Début 2017, nous vous avions résumé l'analyse¹ de l'institut de sondage français INSEE sur les habitudes de mobilité des citoyens français. En se fondant sur des chiffres récoltés durant l'année 2015. C'était la première fois que l'organisme séparait enfin, à l'intérieur de sa catégorie deux roues, le vélo des deux roues motorisés. Ce qui a permis une analyse plus fine de l'usage de la bicyclette dans l'hexagone. On y apprenait notamment que seulement 2% des actifs se rendait au travail en utilisant à vélo.

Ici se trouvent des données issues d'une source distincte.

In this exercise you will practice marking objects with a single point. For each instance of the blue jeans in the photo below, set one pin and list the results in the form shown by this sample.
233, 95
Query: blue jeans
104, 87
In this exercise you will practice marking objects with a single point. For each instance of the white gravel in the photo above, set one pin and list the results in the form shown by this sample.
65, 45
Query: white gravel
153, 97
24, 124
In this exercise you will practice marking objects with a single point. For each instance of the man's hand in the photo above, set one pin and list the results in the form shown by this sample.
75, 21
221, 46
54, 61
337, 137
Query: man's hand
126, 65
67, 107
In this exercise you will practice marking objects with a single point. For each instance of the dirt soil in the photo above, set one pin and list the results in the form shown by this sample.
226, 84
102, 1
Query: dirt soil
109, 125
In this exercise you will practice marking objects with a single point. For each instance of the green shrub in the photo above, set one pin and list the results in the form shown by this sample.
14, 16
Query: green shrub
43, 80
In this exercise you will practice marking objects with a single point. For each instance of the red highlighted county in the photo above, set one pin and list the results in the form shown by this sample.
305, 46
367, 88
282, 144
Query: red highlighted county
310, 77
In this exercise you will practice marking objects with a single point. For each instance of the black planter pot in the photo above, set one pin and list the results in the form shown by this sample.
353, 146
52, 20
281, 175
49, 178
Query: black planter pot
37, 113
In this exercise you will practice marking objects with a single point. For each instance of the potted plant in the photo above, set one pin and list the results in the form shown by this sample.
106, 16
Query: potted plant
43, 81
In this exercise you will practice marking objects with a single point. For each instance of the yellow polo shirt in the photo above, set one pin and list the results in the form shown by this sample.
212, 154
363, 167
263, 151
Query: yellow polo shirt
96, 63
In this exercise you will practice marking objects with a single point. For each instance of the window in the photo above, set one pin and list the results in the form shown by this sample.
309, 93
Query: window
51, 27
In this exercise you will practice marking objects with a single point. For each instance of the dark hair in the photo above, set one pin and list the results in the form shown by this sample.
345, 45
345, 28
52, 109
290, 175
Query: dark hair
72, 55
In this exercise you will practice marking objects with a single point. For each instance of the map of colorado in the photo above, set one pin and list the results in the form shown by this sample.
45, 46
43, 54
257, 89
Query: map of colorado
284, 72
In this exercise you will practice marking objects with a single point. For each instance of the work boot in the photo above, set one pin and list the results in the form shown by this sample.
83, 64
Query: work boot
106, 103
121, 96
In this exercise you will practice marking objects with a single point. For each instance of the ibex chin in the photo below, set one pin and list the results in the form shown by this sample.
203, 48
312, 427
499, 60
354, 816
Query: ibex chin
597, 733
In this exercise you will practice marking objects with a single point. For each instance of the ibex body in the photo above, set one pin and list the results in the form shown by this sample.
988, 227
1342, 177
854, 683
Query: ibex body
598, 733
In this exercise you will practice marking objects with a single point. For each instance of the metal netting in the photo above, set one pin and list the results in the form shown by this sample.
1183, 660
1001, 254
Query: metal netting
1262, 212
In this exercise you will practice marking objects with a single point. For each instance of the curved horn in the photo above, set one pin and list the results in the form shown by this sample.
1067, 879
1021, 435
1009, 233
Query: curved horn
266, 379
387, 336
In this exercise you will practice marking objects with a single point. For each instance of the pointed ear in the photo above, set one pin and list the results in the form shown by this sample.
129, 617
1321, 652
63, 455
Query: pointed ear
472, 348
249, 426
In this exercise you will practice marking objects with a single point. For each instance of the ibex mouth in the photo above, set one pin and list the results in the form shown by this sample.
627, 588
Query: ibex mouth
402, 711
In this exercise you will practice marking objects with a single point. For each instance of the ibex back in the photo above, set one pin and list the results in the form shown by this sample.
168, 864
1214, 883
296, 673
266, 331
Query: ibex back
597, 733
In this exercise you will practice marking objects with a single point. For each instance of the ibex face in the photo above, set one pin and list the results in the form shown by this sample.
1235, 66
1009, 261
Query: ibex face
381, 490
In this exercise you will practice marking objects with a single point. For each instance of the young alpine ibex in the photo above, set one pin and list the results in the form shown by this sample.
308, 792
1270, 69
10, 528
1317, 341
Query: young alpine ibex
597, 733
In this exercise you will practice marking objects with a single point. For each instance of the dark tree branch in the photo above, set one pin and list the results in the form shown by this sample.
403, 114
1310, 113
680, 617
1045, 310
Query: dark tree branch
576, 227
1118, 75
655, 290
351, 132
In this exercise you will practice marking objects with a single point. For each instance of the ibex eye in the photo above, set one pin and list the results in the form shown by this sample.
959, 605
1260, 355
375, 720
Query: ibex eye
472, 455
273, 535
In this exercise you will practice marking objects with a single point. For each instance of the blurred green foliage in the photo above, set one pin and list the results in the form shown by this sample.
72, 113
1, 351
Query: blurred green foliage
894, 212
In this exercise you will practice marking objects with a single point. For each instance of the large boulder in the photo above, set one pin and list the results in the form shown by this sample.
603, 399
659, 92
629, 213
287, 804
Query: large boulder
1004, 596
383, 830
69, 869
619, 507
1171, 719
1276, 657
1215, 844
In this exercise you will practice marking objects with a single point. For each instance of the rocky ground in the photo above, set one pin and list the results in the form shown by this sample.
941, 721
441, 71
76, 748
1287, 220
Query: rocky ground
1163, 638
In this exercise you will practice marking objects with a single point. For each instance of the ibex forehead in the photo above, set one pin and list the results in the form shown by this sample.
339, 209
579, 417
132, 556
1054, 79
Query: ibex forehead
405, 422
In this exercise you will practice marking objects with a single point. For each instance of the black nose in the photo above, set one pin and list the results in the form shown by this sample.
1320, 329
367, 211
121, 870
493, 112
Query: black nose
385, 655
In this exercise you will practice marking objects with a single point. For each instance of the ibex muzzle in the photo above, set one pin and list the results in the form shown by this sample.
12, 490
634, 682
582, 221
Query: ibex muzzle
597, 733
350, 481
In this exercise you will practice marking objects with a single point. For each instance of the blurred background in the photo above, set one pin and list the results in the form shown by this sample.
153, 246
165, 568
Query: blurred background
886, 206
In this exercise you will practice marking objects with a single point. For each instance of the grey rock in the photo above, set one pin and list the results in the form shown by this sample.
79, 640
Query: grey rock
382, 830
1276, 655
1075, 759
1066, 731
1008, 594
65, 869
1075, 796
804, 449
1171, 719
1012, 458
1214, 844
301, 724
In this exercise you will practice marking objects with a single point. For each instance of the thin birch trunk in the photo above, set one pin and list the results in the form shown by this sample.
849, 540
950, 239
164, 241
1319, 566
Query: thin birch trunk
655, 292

Un autre chiffre ressortait de cette étude, encore plus édifiant. Il apparaissait que pour des trajets d'un kilomètre ou moins, les français étaient encore 58% à privilégier l'usage de l'automobile. Mais cela étant dit, cette donnée était souvent remise en cause. Car dans la méthode de calcul de l'INSEE, il semblerait que lorsque le répondant habitait et travaillait dans la même commune, la distance retenue² restait 1 km. Toutefois, même sur des distances de 5 km ou moins, l'usage voiture restait prégnant : 75%.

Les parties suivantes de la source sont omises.